What could possibly go wrong in existing apps, I wonder.

Changing the signedness of such an important variable to remove ONE warning at the risk of breaking NUMEROUS systems is insane.

Dont tell me everyone uses 64 bits. Many systems will still use 32 bits for legacy reasons. Now if they update, you give them a year 2038 problem that was not there before.

This is forcing everyone of those to migrate to 64 bit timestamps, which use doubles the field size.

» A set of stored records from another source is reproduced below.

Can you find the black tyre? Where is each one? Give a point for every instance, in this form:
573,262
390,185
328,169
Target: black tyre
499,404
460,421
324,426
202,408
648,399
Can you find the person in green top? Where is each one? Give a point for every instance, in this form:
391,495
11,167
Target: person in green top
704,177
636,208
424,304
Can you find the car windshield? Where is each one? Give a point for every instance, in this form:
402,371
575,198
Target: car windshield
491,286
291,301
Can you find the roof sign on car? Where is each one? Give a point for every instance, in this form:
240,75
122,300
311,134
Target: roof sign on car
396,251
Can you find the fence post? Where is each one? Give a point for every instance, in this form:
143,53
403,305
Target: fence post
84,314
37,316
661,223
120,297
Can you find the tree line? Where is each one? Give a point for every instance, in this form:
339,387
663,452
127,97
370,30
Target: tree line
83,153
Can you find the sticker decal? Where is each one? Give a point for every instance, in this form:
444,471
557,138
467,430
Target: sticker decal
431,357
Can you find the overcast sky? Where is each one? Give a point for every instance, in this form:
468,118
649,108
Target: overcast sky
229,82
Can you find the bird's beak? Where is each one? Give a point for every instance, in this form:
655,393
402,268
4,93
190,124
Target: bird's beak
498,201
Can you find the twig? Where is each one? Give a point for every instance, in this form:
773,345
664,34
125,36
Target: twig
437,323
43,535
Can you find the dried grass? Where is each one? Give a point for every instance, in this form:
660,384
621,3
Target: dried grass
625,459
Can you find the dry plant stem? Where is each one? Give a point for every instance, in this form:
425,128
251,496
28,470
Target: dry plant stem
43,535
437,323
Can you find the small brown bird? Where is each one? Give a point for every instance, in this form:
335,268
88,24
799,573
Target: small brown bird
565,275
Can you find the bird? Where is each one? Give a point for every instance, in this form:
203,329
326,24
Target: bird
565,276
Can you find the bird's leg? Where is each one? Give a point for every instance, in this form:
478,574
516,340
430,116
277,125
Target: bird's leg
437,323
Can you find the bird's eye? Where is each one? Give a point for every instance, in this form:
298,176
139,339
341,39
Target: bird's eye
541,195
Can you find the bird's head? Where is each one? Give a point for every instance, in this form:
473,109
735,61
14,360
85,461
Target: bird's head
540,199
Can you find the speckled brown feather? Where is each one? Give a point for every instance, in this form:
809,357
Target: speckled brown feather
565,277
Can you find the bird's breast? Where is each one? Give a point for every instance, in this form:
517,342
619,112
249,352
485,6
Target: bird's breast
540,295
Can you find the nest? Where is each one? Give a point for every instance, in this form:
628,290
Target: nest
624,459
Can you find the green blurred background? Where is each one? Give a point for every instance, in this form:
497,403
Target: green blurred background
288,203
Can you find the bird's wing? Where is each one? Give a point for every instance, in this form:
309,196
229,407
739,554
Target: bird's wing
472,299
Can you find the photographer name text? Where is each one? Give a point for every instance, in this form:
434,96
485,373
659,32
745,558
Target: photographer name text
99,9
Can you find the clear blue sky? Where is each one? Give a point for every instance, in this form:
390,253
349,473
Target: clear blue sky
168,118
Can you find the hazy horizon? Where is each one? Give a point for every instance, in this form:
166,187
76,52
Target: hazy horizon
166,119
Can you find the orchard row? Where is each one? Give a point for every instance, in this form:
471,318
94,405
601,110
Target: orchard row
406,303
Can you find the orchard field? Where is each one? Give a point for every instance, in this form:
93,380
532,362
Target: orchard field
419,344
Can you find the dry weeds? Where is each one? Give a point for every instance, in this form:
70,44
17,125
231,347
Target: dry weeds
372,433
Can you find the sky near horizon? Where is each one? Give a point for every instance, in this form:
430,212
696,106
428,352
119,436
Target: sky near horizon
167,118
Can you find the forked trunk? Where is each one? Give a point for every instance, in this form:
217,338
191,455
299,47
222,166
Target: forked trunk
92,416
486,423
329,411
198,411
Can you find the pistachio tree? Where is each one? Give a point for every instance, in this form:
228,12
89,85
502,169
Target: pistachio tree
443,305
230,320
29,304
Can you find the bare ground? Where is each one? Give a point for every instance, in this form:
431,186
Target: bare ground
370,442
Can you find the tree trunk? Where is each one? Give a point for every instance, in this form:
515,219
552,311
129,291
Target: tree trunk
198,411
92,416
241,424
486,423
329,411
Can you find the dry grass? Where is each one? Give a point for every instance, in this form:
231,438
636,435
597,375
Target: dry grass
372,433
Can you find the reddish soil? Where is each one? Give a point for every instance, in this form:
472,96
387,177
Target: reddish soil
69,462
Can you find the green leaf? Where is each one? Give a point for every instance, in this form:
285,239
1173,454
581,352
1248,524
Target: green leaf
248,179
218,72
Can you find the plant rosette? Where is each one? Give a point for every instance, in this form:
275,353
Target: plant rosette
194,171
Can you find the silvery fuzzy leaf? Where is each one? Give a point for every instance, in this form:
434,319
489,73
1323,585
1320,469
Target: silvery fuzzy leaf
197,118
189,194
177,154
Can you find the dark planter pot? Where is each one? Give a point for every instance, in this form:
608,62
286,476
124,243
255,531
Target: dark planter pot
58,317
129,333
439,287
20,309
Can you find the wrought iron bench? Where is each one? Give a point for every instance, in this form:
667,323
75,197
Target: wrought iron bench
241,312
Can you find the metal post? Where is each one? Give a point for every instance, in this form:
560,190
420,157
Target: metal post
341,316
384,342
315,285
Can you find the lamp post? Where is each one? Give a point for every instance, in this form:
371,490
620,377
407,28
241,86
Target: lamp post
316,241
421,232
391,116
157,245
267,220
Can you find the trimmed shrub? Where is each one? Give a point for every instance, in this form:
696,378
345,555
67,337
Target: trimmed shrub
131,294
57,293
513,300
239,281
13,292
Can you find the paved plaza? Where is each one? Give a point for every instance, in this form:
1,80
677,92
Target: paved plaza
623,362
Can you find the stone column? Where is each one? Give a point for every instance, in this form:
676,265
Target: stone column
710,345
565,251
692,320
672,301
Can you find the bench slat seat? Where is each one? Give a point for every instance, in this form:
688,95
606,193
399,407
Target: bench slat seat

DO NOT do this. Remove 32 bits support entirely, Changing the signedness of time is a huge risk that no one on this list can evaluate.

Sebastien

On 04/11/2024 14:32, Guiding Li wrote:
Hi all:

We decide change 'time_t' from unsigned type to signed type in PR:
https://github.com/apache/nuttx/pull/14460

Because when compile some POSIX library, there always be a warning on
comparison
between time_t and zero.

For example:

The following code will generate warnings:
auto now = time(nullptr);
auto last_active_time = GetEventService(self->ctx_)->getActiveTime(); if
(last_active_time + 60 * 1000 / 1000 <= now) {

src/ams/../controller/controller_timer.h: In lambda function:
src/ams/../controller/controller_timer.h:117:57: warning: comparison of
integer expressions of different signedness: 'long long int' and 'long long
unsigned int' [-Wsign-compare]
117 | if (last_active_time + 60 * 1000 / 1000 <= now) {


And we can find an reference on the official website:

https://www.gnu.org/software/libc/manual/html_node/Time-Types.html

On POSIX-conformant systems, time_t is an integer type.


The comparation of the merits and shortcomings:

Advantage:
For the most POSIX applications they assume the time_t as signed and do
compare with 0.
The code will become more compatible after this modification.

Disadvantage:
None.


If there is any question about this, please let me know.